Il lavoro del Banco Alimentare viene molto apprezzato e stimato. Il che non vuol dire che venga sempre sostenuto. Noi siamo un’organizzazione che chiede di investire, non di spendere. Un euro donato al Banco Alimentare ci permette di aiutare per 20 euro una delle 8.500 strutture caritative convenzionate con noi, ma come per tutti gli investimenti occorre anche tempo perché diano il loro frutto. Spesso i governi locali hanno politiche frettolose, legate al consenso più che alla costruzione di una società più solidale, e così preferiscono spendere piuttosto che investire. La politica spesso ama più i fuochi d’artificio che i ceppi di legna da ardere per l’inverno.
Nonostante sia in vigore dal 2003, la cosiddetta “legge del Buon Samaritano” non è ancora ben conosciuta al grande pubblico. Può spiegarci in cosa consiste e quali effetti ha avuto per attenuare i problemi relativi alla povertà?
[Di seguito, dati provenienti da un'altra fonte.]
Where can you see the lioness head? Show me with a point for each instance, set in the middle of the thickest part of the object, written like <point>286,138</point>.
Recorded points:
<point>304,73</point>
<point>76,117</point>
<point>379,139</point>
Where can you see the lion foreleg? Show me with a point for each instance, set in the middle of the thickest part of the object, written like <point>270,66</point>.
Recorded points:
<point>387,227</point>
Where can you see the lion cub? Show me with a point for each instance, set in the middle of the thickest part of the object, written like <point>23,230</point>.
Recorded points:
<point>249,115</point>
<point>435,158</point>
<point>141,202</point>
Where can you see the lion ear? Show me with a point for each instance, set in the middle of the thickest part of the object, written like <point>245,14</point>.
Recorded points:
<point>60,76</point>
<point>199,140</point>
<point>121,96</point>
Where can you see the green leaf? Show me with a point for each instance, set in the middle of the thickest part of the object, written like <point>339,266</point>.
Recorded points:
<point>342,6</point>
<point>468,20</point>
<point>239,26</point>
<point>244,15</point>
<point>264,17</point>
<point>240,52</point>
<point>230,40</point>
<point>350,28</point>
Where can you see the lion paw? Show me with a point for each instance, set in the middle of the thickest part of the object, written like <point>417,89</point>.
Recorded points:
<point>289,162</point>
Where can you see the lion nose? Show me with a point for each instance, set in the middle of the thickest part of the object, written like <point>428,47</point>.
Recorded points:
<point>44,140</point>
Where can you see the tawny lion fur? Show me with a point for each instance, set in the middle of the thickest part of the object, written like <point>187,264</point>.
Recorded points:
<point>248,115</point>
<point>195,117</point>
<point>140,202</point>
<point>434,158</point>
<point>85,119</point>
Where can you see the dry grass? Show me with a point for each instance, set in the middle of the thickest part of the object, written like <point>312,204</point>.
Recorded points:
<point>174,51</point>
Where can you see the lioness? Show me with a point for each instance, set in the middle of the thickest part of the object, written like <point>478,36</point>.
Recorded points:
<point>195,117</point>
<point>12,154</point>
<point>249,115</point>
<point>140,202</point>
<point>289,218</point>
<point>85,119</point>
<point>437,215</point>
Forse al grande pubblico, ma la nostra comunicazione si è rivolta principalmente a chi poteva usufruirne e cioè la GDO e la Ristorazione Collettiva e in questo direi che ormai pochi non la conoscono e già molti ne usufruiscono. Certamente ha avuto e ancora ha difficoltà ad essere accettata, per retaggi storici o per arbitrarie interpretazioni sia dei manager delle aziende che delle ASL. Tuttavia, sono convinto che il veloce sviluppo che si è manifestato nel 2011 rispetto agli anni precedenti confermi quanto detto prima: le cose fatte bene hanno bisogno di tempo per affermarsi, ma poi rimangono nel tempo, non seguono le mode. Semplice spiegare in cosa consiste, basta spiegare come funziona il programma Siticibo che la FBAO (Fondazione Banco Alimentare Onlus) ha promosso a partire dalla Legge del Buon Samaritano. Le porzioni non consumate nelle mense aziendali, oltre al pane e alla frutta non distribuiti nelle mense scolastiche, vengono stoccate dal personale delle società di ristorazione. Dopo un processo di abbattimento della temperatura, i volontari passano alla mattina presto per il ritiro del cibo, che poche ore dopo consegnano alle strutture caritative beneficiarie. Gli effetti sono presto detti: dal 2003 ad oggi sono stati recuperati più di 1,3 milioni di porzioni di cibo cucinato, 576 mila chili di frutta e 540 mila di pane pari a un valore stimato in 4,6 milioni di euro di corrispettivo in pasti cucinati e alimenti che, grazie alla collaborazione con gli enti caritativi, finiscono sulle tavole delle famiglie in condizione di povertà.
Per concludere, e volendo sintetizzare l’attuale situazione, qual è il problema principale cui si trova di fronte chi vuol combattere la povertà nel nostro Paese?
La solitudine, e non parlo dei poveri ma degli operatori sociali, dei volontari, spesso anche di molti religiosi e religiose che da anni combattono contro questa piaga. Per questo ritengo che la Rete Banco Alimentare oggi non recuperi solo cibo, ma a volte recuperi anche persone che, sfinite nel loro donarsi al prossimo più bisognoso, trovano nel nostro piccolo contributo materiale ed umano motivo per rigenerarsi e ripartire. Solo in Sicilia nel 2010 hanno chiuso più di 200 strutture di accoglienza per impossibilità a continuare il loro compito e, nella maggior parte dei casi, non sono state le risorse economiche la causa, bensì la mancanza di persone che aiutassero a far fronte alla crescente richiesta di aiuto. Questo è ciò che più mi addolora personalmente.